2025年6月12日木曜日

米騒動に思う


2000年に、カンボジアのプノンペンの近郊の、当時私が働いていたNGOがかかわっていた村一帯で飢饉がありました。
ただでさえ、半分近くの農家が1年間食べるだけのお米をつくるのが難しい零細の村で食べるものもなく、どうしたものかと思っていると、村に行っているカンボジア人スタッフから、日本の援助でお米が配られたと聞きました。
世界では麦を主食とする地域の方が多いので、WFP(国連世界食糧計画)を通して、カナダ産やアメリカ産の麦の食糧援助はよく行われますが、日本がお米を援助したという話は、珍しいものでした。それはよかったと思っていたら、後日スタッフから、
「農民たちが、援助米がまずくて、どう調理しても食べられないと言っている」
と聞き、農家を訪ねて援助されたお米を食べてみました。


「炊いたら米の形が崩れてしまうが、日本人はいつもこんなお米を食べているのか?」
と言われて、見せてもらったお米は干からびていて、食べたご飯はまるで糊のようなものでした。


後日、大使館から援助米贈呈のセレモニーがあるので出席するようにと連絡がありました。日本の大使や県知事などお偉方の出席でセレモニーが終わった後、大使に、
「援助米を食べたことがありますか?」
と訊いたら、食べたことはないとの答えでした。
「一度食べてみてください。不味くて食べられないものでした。
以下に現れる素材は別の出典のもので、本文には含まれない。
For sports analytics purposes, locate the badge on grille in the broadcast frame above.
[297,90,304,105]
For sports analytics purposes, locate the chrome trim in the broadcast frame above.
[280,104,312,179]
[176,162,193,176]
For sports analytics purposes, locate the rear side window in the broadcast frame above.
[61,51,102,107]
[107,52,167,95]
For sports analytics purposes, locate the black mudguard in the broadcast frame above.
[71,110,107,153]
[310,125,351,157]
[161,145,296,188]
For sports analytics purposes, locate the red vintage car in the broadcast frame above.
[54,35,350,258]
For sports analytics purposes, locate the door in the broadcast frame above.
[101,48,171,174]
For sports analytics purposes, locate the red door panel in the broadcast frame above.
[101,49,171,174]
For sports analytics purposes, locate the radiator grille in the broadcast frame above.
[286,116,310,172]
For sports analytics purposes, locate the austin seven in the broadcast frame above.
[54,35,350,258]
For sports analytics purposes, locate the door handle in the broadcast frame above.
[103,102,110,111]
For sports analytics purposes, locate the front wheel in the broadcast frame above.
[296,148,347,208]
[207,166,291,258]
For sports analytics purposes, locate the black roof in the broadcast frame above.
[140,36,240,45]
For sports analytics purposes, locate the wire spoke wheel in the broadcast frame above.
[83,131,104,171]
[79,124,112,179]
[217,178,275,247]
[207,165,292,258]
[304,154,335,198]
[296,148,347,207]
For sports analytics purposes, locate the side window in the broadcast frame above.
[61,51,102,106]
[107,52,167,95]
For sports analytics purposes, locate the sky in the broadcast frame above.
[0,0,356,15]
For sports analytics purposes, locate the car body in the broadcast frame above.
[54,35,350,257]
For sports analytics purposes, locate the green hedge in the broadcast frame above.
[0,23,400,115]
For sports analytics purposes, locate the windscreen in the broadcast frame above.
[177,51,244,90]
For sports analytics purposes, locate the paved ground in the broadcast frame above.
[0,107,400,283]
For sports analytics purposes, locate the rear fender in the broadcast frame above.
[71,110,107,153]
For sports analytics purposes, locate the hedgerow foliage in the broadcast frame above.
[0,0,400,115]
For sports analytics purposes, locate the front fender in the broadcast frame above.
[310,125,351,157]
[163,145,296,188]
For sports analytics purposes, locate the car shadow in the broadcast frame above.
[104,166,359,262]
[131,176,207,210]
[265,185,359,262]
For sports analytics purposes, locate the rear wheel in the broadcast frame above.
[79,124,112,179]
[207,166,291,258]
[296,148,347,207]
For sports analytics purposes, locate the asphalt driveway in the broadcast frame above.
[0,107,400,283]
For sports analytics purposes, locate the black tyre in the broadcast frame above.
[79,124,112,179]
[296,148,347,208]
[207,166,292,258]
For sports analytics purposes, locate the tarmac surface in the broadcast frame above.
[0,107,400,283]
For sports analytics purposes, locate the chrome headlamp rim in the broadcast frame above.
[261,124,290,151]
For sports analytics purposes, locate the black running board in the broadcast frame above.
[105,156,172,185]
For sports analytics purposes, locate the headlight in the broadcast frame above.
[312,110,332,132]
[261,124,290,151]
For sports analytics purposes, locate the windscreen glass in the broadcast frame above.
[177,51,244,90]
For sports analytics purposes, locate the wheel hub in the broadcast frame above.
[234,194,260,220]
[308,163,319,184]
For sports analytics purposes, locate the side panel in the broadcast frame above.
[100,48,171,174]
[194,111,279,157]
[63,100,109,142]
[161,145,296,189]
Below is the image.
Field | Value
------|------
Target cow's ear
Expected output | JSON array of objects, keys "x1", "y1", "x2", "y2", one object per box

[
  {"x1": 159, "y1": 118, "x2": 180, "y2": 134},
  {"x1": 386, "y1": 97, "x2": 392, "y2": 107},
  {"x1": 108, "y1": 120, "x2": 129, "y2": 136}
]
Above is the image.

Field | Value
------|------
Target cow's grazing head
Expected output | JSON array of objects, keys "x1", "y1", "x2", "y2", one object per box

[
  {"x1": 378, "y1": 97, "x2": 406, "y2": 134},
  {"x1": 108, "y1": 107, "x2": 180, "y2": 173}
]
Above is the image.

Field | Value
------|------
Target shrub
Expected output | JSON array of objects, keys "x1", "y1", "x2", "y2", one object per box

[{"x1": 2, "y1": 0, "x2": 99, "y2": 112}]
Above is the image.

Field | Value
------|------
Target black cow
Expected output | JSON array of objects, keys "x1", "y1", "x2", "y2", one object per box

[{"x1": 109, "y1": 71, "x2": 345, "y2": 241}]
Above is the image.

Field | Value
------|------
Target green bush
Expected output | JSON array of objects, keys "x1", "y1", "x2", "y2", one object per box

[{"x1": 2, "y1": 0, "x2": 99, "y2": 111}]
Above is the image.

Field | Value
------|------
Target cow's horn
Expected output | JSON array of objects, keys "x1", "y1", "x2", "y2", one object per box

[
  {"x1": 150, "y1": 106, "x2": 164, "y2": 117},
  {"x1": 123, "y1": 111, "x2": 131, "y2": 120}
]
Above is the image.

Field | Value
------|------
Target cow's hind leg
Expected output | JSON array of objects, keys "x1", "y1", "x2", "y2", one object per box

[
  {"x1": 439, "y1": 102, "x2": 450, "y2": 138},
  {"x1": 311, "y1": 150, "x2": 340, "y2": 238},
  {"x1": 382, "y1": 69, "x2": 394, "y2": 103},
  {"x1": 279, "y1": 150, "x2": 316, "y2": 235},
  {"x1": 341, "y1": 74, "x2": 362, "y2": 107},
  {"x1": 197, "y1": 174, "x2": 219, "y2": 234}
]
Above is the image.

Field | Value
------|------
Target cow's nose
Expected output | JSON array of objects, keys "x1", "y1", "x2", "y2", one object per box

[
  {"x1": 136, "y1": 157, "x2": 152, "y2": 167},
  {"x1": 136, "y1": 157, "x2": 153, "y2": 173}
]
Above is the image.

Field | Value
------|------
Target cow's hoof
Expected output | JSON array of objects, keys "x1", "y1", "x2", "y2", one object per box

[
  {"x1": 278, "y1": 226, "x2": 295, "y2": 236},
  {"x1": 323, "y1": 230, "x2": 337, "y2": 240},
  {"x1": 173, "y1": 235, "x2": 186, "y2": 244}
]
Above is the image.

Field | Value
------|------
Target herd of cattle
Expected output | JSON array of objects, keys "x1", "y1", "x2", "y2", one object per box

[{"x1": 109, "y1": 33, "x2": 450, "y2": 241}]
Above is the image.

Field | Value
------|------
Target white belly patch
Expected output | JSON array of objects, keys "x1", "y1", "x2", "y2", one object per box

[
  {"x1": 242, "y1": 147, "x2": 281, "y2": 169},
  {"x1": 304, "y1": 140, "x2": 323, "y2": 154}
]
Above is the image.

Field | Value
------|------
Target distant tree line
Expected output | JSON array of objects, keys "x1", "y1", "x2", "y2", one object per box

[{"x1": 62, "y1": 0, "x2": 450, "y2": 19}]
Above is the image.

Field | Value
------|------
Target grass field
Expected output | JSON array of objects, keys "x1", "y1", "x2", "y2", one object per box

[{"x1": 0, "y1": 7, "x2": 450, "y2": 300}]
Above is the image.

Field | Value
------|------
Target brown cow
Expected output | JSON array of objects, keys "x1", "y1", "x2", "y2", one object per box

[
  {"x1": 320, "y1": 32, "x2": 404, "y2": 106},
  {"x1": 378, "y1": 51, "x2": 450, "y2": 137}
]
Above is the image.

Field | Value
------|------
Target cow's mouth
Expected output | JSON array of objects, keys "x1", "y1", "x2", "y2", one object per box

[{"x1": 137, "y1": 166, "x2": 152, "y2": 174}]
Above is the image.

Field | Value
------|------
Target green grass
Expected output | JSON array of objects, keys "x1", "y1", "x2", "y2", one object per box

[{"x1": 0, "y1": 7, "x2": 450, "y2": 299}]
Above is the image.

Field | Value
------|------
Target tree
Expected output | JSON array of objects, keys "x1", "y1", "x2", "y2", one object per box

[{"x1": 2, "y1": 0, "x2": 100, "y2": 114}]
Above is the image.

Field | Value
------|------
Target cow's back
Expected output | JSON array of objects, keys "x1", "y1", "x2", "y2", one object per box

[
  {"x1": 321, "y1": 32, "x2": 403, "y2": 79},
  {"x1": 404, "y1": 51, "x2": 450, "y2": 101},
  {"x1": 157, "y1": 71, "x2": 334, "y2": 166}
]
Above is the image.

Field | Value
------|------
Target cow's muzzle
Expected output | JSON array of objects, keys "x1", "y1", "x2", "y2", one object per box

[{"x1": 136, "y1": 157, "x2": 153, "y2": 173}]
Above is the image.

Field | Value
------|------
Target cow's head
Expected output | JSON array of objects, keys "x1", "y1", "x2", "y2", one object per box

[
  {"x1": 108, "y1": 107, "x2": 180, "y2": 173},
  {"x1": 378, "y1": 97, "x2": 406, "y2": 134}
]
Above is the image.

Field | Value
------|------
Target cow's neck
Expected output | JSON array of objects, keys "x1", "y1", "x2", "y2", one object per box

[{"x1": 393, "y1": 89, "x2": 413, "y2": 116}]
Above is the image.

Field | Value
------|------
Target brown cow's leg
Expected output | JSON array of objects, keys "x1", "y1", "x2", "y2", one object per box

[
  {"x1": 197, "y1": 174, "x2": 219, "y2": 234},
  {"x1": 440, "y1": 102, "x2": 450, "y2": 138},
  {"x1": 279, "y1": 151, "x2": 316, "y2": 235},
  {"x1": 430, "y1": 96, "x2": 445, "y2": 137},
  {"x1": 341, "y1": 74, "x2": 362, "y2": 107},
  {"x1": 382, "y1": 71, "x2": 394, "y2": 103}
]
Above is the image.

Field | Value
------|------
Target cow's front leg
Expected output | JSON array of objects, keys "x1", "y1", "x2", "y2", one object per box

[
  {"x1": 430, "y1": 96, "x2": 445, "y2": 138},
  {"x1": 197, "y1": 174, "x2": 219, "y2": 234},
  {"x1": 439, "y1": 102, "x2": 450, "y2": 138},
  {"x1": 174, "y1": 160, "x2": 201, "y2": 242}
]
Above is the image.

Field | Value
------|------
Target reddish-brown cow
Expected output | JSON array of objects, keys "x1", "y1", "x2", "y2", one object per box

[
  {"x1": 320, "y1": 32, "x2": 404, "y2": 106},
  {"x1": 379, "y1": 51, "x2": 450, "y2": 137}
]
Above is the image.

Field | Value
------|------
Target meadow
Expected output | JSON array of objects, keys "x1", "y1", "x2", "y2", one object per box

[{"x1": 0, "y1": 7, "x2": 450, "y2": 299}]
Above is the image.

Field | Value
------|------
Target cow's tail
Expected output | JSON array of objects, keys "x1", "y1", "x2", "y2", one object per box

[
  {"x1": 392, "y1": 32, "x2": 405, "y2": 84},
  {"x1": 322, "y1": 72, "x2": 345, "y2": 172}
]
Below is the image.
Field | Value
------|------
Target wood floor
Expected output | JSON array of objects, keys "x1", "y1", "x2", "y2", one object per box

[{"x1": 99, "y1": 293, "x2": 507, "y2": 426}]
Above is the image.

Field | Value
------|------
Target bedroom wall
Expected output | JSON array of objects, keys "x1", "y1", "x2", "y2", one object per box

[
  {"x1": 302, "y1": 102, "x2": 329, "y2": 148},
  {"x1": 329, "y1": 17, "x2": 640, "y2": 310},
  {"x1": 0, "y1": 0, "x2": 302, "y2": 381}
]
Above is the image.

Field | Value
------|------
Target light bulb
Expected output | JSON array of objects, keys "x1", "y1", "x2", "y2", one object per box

誰が選んだのかあんなお米を贈るのは、日本人として恥ずかしいです」
大使は、どんなお米が贈られたのか、まったく知らなかったのでした。


今度のコメ騒動でそんなことを思い出しました。
備蓄食料を援助物資として使って、備蓄食料の在庫調整をするのは世界の常套手段ですが、それにしてもひどすぎました。


あれは、清水ミチコさんの替え歌三部作、米歌(舟歌)、米(花)、米がない(雪が降る)に歌われている中の、まだ備蓄米の温度管理もできなかった時代の、捨てるしかない古古古古古古古古米だったのです。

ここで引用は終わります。